After beginning talks on Wednesday aimed at mending ties damaged by the northeastern region’s failed 2017 secessionist push, Spain’s Prime Minister and Catalonia’s regional leader acknowledged their stances on independence were “quite far apart.”
Prime Minister Pedro Sanchez said his visit to Barcelona and the resumption of talks conveyed a forceful message that his administration wants to repair ties, while he stressed that any deal would require a flexible time period, as he laid out over 40 potential points of agreement.
However, he reiterated that his view on Catalonia’s proposal for an approved independence vote had not changed.
“The Spanish government will always respect democratic legality, the constitutional order”, Sanchez told reporters after meeting Catalonia’s head Pere Aragones, whose Esquerra Republicana de Catalunya party was instrumental in enabling his Socialist-led minority government to take office in 2020.
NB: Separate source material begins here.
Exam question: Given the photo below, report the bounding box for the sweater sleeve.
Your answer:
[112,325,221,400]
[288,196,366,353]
Sanchez is again seeking the support of left-wing separatists Esquerra to pass the 2022 budget in coming weeks, although he said the issue was not discussed.
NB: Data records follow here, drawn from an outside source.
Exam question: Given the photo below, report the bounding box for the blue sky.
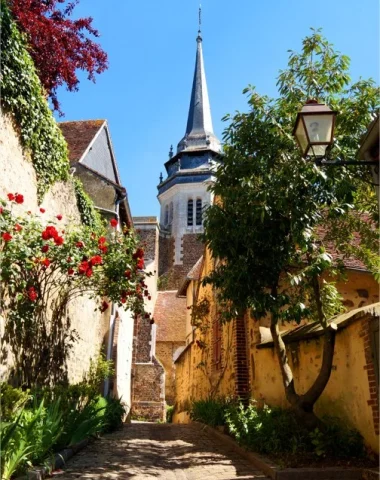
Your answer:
[59,0,379,216]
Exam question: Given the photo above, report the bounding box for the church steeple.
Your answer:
[177,9,221,153]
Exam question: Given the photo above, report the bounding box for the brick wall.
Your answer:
[159,233,204,290]
[132,357,166,421]
[156,341,185,405]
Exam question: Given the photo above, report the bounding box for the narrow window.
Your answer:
[196,198,202,225]
[187,199,194,227]
[169,202,173,223]
[213,318,222,370]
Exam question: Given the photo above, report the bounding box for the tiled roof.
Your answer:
[58,120,105,163]
[153,290,186,342]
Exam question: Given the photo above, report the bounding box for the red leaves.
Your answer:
[10,0,108,110]
[7,193,24,204]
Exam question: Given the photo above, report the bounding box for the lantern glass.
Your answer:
[303,113,334,146]
[295,119,308,152]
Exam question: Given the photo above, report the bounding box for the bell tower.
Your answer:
[157,15,221,288]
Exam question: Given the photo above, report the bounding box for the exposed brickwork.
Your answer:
[154,290,186,342]
[136,226,157,260]
[132,357,165,421]
[156,341,185,405]
[159,233,204,290]
[158,233,174,276]
[233,315,249,401]
[360,318,379,435]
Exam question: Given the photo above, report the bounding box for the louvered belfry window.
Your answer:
[187,198,194,227]
[196,198,202,225]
Esquerra had said resuming the talks – interrupted since the COVID-19 pandemic struck in early 2020 – was an essential precursor to negotiations on the budget. After meeting Sanchez, Aragones said the talks could facilitate the party’s support.
In what he said was a goodwill gesture, Sanchez in June pardoned nine Catalan separatist leaders who were sentenced to lengthy prison terms for their role in the unauthorized 2017 referendum and short-lived declaration of independence, which was Spain’s worst political crisis in decades.
“Our proposal is an amnesty and a referendum,” Aragones said, referring to the roughly 3,000 separatists who pro-independence parties say face open legal investigations while calling the pardons a first step in the right direction.
Signaling divisions in the separatist camp, the junior party in Catalonia’s governing coalition, Junts, did not participate in Wednesday’s talks.